EDDM¶
Early Drift Detection Method.
EDDM (Early Drift Detection Method) aims to improve the detection rate of gradual concept drift in DDM, while keeping a good performance against abrupt concept drift.
This method works by keeping track of the average distance between two errors instead of only the error rate. For this, it is necessary to keep track of the running average distance and the running standard deviation, as well as the maximum distance and the maximum standard deviation.
The algorithm works similarly to the DDM algorithm, by keeping track of statistics only. It works with the running average distance (\(p_i'\)) and the running standard deviation (\(s_i'\)), as well as \(p'_{max}\) and \(s'_{max}\), which are the values of \(p_i'\) and \(s_i'\) when \((p_i' + 2 * s_i')\) reaches its maximum.
Like DDM, there are two threshold values that define the borderline between no change, warning zone, and drift detected. These are as follows:
-
if \((p_i' + 2 * s_i')/(p'_{max} + 2 * s'_{max}) < \alpha\) -> Warning zone
-
if \((p_i' + 2 * s_i')/(p'_{max} + 2 * s'_{max}) < \beta\) -> Change detected
\(\alpha\) and \(\beta\) are set to 0.95 and 0.9, respectively.
Input: value
must be a binary signal, where 1 indicates error. For example, if a classifier's prediction \(y'\) is right or wrong w.r.t the true target label \(y\):
-
0: Correct, \(y=y'\)
-
1: Error, \(y \neq y'\)
Attributes¶
-
change_detected
Concept drift alarm. True if concept drift is detected.
-
warning_detected
Warning zone alarm. Indicates if the drift detector is in the warning zone. Applicability depends on each drift detector implementation.
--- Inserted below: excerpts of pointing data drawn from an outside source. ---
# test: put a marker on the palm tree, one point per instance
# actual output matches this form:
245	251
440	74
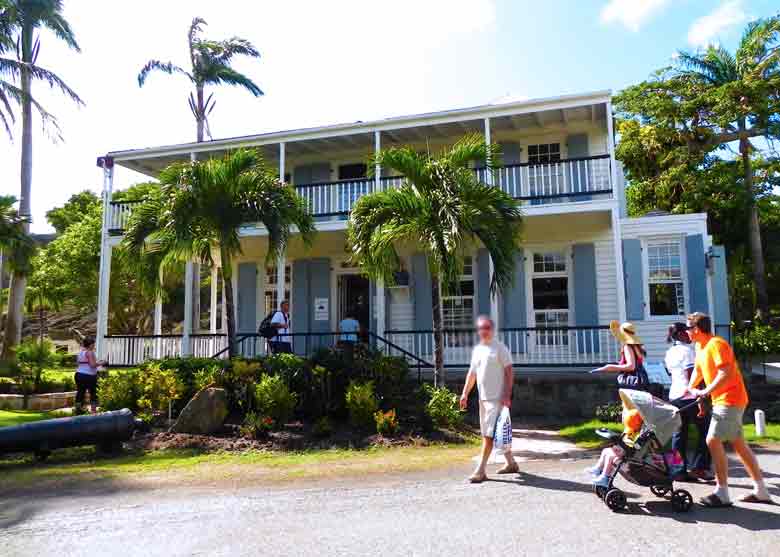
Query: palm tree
442	209
735	89
210	65
24	18
200	207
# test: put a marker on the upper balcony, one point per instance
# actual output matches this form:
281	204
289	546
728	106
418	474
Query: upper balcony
554	152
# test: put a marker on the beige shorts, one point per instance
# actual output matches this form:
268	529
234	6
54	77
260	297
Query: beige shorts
489	410
726	423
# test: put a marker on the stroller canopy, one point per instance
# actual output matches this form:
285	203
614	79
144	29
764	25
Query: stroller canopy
658	415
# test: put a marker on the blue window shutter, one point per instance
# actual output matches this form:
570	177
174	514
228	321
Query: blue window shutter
247	297
483	281
586	311
421	282
697	280
319	287
721	310
301	303
513	306
632	271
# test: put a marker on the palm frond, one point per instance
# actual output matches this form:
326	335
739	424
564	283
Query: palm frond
165	67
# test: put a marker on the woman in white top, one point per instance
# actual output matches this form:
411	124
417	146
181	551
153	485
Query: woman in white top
86	374
679	363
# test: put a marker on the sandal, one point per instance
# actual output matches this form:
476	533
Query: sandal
509	469
753	498
712	501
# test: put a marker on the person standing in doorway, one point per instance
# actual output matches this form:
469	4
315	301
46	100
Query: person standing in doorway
491	371
282	342
717	366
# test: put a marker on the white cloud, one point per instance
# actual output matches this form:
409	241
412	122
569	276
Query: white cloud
631	13
705	30
322	63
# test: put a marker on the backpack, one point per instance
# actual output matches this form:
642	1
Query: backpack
266	329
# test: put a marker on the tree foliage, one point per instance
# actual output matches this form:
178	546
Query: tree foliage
441	209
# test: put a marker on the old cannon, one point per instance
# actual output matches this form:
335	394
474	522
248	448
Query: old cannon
106	431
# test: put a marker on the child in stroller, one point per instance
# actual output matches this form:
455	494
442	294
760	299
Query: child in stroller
638	454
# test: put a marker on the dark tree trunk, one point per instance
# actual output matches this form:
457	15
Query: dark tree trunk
439	377
754	233
227	284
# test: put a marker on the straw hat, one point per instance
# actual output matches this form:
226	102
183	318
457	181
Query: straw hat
625	333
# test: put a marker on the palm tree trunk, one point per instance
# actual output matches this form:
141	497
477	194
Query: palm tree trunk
439	378
754	231
227	284
13	326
True if the change detector is in the warning zone.
Examples¶
>>> import numpy as np
>>> from river.drift import EDDM
>>> np.random.seed(12345)
>>> eddm = EDDM()
>>> # Simulate a data stream as a normal distribution of 1's and 0's
>>> data_stream = np.random.randint(2, size=2000)
>>> # Change the data distribution from index 999 to 1500, simulating an
>>> # increase in error rate (1 indicates error)
>>> data_stream[999:1500] = 1
>>> # Update drift detector and verify if change is detected
>>> for i, val in enumerate(data_stream):
... in_drift, in_warning = eddm.update(val)
... if in_drift:
... print(f"Change detected at index {i}, input value: {val}")
Change detected at index 53, input value: 1
Change detected at index 121, input value: 1
Change detected at index 185, input value: 1
Change detected at index 272, input value: 1
Change detected at index 336, input value: 1
Change detected at index 391, input value: 1
Change detected at index 571, input value: 1
Change detected at index 627, input value: 1
Change detected at index 686, input value: 1
Change detected at index 754, input value: 1
Change detected at index 1033, input value: 1
Methods¶
clone
Return a fresh estimator with the same parameters.
The clone has the same parameters but has not been updated with any data. This works by looking at the parameters from the class signature. Each parameter is either - recursively cloned if it's a River classes. - deep-copied via copy.deepcopy
if not. If the calling object is stochastic (i.e. it accepts a seed parameter) and has not been seeded, then the clone will not be idempotent. Indeed, this method's purpose if simply to return a new instance with the same input parameters.
reset
Reset the change detector.
update
Update the change detector with a single data point.
Parameters
- value (numbers.Number)
Returns
tuple: A tuple (drift, warning) where its elements indicate if a drift or a warning is detected.
References¶
-
Early Drift Detection Method. Manuel Baena-Garcia, Jose Del Campo-Avila, Raúl Fidalgo, Albert Bifet, Ricard Gavalda, Rafael Morales-Bueno. In Fourth International Workshop on Knowledge Discovery from Data Streams, 2006. ↩